The Boko Haram sect has killed 2,800 people since 2009, the Human Rights Watch, a non-governmental organisation (NGO), has said.
The group said this on Thursday, listing widespread poverty, corruption, police abuse and impunity as causes of crises in the country, creating a fertile ground for militancy.
The African Director of Human Rights Watch, Mr Daniel Bekele, made this known at the launching of a report in Lagos on Thursday, urging the government to bring to justice the Boko Haram suspects.
The 98-page report, entitled, ‘Spiraling Violence: Boko Haram attacks and security force abuses in Nigeria,’ indicted armed forces, which, it claimed, engaged in numerous abuses, including extra-judicial killings.
It also made a list of atrocities for which the Boko Haram sect had claimed responsibility, just as it explored the role of the armed forces, which alleged abuses contravened international human rights law and might also constitute crimes against humanity.
“The unlawful killing by both the Boko Haram sect and armed forces only grows worse.
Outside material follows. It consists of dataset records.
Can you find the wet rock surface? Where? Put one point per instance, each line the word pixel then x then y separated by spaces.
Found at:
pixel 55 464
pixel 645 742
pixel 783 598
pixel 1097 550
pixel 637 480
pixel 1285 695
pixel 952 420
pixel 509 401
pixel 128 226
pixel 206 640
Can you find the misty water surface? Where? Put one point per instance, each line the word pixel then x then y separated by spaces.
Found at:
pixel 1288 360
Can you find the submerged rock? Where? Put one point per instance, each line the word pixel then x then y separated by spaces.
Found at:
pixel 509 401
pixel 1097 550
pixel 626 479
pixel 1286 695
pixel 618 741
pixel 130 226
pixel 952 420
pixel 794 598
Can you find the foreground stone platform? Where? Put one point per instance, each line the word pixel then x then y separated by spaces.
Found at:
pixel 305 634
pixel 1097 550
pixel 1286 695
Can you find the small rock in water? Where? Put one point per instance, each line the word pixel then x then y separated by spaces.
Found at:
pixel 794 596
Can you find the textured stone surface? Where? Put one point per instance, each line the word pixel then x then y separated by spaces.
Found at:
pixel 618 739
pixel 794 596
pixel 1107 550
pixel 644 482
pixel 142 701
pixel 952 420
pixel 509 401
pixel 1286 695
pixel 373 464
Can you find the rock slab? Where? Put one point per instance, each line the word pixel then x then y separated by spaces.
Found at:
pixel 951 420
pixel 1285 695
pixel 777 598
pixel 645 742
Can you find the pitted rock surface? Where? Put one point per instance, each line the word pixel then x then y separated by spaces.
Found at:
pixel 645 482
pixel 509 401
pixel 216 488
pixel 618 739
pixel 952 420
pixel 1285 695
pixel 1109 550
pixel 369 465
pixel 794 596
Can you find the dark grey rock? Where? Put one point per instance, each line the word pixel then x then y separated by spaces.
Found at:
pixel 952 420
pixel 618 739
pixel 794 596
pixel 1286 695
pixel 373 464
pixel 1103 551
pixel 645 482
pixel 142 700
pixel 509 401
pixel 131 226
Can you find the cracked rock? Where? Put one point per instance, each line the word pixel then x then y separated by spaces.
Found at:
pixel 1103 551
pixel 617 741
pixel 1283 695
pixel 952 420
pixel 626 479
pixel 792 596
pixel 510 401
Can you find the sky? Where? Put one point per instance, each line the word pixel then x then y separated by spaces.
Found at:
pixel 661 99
Both sides need to halt this downward spiral,” Bekele said.
According to the group, the report was based on a field research conducted between July 2010 and July 2012, and continuous monitoring of media reports of the Boko Haram attacks and statements since 2009.
It said that its researchers interviewed 135 people, including 91 witnesses and victims of the Boko Haram violence or armed forces abuses, as well as lawyers, civil society leaders, government officials, senior military and police personnel.
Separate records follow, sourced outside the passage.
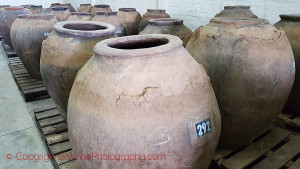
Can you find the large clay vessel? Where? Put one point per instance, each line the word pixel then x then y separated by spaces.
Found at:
pixel 85 8
pixel 131 18
pixel 80 16
pixel 236 12
pixel 15 27
pixel 169 26
pixel 69 6
pixel 291 25
pixel 65 51
pixel 61 13
pixel 113 19
pixel 29 37
pixel 100 8
pixel 143 94
pixel 251 67
pixel 7 17
pixel 152 14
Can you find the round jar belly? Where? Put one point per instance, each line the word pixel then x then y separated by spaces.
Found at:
pixel 169 26
pixel 65 51
pixel 144 94
pixel 291 25
pixel 251 67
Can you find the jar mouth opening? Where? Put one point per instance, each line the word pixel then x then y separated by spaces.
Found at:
pixel 106 13
pixel 137 45
pixel 101 6
pixel 127 9
pixel 237 7
pixel 81 13
pixel 84 28
pixel 13 8
pixel 294 17
pixel 165 22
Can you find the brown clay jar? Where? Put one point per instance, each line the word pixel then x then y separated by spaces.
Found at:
pixel 113 19
pixel 29 37
pixel 236 12
pixel 61 13
pixel 85 8
pixel 77 16
pixel 65 51
pixel 143 94
pixel 291 25
pixel 169 26
pixel 131 18
pixel 15 27
pixel 251 67
pixel 100 8
pixel 152 14
pixel 69 6
pixel 7 17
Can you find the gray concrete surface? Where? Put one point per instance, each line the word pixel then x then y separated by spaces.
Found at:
pixel 18 134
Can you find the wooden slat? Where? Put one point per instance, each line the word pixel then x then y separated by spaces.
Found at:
pixel 281 156
pixel 57 138
pixel 51 121
pixel 46 114
pixel 60 147
pixel 70 165
pixel 55 128
pixel 257 149
pixel 296 165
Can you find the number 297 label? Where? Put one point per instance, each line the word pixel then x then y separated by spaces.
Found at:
pixel 203 127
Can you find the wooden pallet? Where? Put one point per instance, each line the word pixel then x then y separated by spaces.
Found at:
pixel 31 89
pixel 277 148
pixel 290 121
pixel 54 131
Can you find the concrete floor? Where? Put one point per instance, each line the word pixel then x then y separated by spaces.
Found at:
pixel 18 135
The group said in the first nine months of 2012 alone, more than 815 people died in some 275 suspected attacks by the group – more than in all of 2010 and 2011 attacks combined.
HRW lamented that five days of clashes between the group and armed forces left more than 800 people dead in July 2009 and precipitated further violence.
It recalled that security personnel, in 2009, arrested and allegedly executed the group’s leader, Mohammed Yusuf, with at least several dozens of his followers in Maiduguri, adding that, “when the group reemerged in 2010, under the leadership of Abubakar Shekau, Yusuf’s former deputy, it vowed to avenge the killings of its members.”
The rights group, quoting media reports in Nigeria, said at least 211 policemen had been killed in the attacks.
The group urged the Federal Government to take urgent measures to address the human rights abuses that had fuelled militancy in the country.